Tuesday 3 April 2007

Carnival of the Mobilists #66 and #67 and responses

This is a bit late, but Carnival of the Mobilists #66 is at All About Symbian, one of my major Symbian news sources. My post on Contextuality is in that carnival.

Also, Carnival #67 is up at Wap Review and it has an interesting post from David Beers which, in the latter half, bounces off my idea of contextuality, and extends it out into the interrelationship between applications and data.

To be honest, I really wasn't thinking along these lines, for two reasons: 1) I can write applications, but I'm not in a position to write OS's and 2) I've seen too many failures of frameworks that have tried to achieve this.

Regarding reason 2: I love the idea of the user being able to use any tool he owns on his current context.
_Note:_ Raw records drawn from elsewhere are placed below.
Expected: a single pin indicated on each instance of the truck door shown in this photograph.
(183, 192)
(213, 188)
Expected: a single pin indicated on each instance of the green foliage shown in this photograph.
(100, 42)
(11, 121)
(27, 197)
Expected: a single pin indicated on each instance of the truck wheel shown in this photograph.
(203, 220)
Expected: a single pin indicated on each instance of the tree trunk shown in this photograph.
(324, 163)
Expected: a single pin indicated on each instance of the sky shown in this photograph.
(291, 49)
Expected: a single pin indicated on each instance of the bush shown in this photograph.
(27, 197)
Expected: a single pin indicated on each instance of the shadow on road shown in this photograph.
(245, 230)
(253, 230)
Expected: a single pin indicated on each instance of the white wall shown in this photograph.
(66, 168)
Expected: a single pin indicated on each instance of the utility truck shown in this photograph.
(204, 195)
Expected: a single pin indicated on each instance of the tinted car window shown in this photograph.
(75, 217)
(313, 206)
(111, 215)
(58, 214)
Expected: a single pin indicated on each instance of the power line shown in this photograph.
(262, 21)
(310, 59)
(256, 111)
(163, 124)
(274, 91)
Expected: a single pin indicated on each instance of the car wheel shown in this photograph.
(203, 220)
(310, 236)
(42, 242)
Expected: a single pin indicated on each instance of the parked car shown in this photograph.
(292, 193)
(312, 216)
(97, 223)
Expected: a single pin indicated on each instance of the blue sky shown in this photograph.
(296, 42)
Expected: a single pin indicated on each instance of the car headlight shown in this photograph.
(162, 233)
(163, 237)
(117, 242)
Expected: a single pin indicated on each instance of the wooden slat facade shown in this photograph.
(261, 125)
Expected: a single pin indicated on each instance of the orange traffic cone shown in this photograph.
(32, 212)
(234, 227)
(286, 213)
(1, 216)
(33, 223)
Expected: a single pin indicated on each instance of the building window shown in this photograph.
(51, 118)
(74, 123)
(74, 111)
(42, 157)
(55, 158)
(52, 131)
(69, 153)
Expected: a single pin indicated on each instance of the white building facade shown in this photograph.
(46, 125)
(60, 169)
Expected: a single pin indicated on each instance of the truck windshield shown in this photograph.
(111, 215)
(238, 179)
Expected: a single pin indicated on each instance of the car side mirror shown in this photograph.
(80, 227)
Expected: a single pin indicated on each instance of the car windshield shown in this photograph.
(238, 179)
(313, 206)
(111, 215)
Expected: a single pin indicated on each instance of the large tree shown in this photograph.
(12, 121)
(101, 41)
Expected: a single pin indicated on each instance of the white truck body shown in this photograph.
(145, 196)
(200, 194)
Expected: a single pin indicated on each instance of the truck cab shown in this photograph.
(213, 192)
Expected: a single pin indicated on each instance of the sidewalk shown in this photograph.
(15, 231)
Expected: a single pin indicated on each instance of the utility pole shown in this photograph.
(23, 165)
However the Newton and Pink (or Taligent), both showed how difficult this is to do in reality (the Newton got further, but only because it was less ambitious). Apple aren't alone in trying this, MS have given up on their DB-based filesystem, which was trying to do a similar thing. In fact, MS have been talking about the idea for well over a decade. The most successful attempt at this approach that I've personally seen was the Oberon project, which actually allowed any text to be treated as a command. Brilliant stuff, but quite limited in the real world.

I've had so many hopes for this type of capability dashed: OLE, OpenDoc, Novell's software bus, the Newton's data soup, PenPoint's object oriented integration, Symbian's DNL (Dynamic Navigation Links, which do actually work, but are missing the key functionality of "vectorability" -- maybe more on this later), etc. etc.
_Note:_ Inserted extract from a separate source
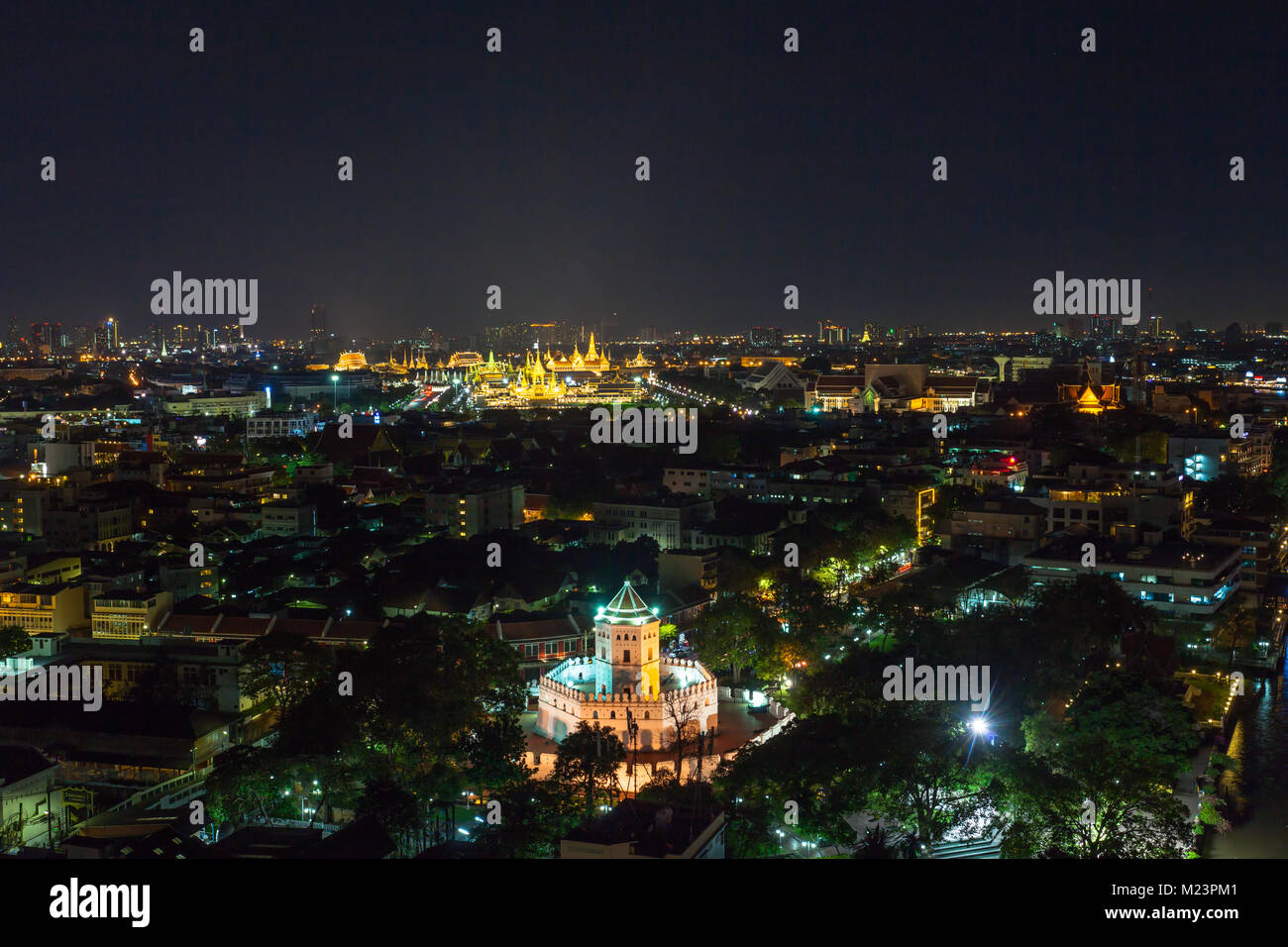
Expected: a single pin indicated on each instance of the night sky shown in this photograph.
(518, 169)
It's made me very cynical about this. But I still have hope. Maybe one day we'll all get things sorted enough that software will start getting out of the way and actually helping people do stuff.

(Oh yes, regarding reason 1, maybe it's worth thinking about how to create this sort of open environment hosted by an application framework, rather than natively via the OS... Hmm...)

1 comment:

David Beers said...

Malcolm wrote:
"maybe it's worth thinking about how to create this sort of open environment hosted by an application framework, rather than natively via the OS"

That's exactly what I've been working on. :-) Thanks for the comments.